# Apache 2.2 No groups file? authentication problem [SOLVED]

## nbennett

So, I'm at wit's end on this one.  Upgraded from apache 2.0.x to 2.2.8.

I know that the authentication has changed in this version and I've gone through the documentation to recreate the .htaccess I need for a certain page on the server.

I get prompted for the user name and password and enter it correctly.  It immediately dumps me into the classic 500 Internal Server Error page.  Just lovely.
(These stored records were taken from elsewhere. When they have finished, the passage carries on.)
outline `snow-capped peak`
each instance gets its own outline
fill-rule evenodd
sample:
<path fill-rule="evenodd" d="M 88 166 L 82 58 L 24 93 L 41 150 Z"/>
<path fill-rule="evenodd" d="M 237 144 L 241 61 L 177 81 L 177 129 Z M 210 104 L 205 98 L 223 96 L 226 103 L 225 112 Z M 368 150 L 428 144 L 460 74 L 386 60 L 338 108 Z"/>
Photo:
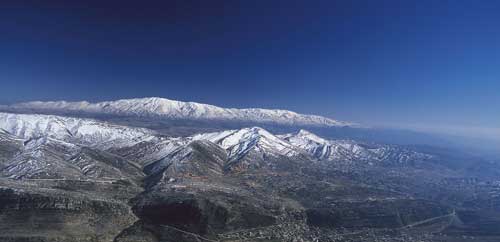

If I'm in the office the line I have for our static NAT address it goes right to the page no problems what so ever.

Here's relevant configs:

grep auth /etc/apache2/httpd.conf 

LoadModule authz_host_module lib/apache2/modules/mod_authz_host.so

LoadModule auth_basic_module lib/apache2/modules/mod_auth_basic.so

LoadModule authn_file_module lib/apache2/modules/mod_authn_file.so

LoadModule authz_groupfile_module lib/apache2/modules/mod_authz_groupfile.so

cat .htaccess

IndexIgnore *

order deny,allow

AuthBasicProvider file

deny from all

AuthUserFile /etc/apache2/htaccess.users

AuthName Blah

AuthType Basic

require valid-user

allow from x.x.x.x

Satisfy Any

Any ideas?Last edited by nbennett on Tue May 06, 2008 6:36 pm; edited 1 time in total

----------

## RoundsToZero

If you get a 500 error there should be something in the server log when you trigger the error by trying to visit the page, /var/log/apache2/error_log or /var/log/apache2/ssl_error_log if you're using SSL.

----------

## nbennett

The error message seems to be wrong.  Or the information I've found over at apache.org hasn't been able to help me fix this.

[Mon May 05 20:53:57 2008] [crit] [client x.x.x.x] configuration error:  couldn't check access.  No groups file?: /current/admin/

I read that having "Satisfy Any" in the .htaccess should resolve the issue, yet it did not as that line has always been in my .htaccess.

----------

## nbennett

Resolved by loading an additional two modules with no changes to the .htaccess

LoadModule authz_default_module lib/apache2/modules/mod_authz_default.so

LoadModule authz_user_module lib/apache2/modules/mod_authz_user.so

----------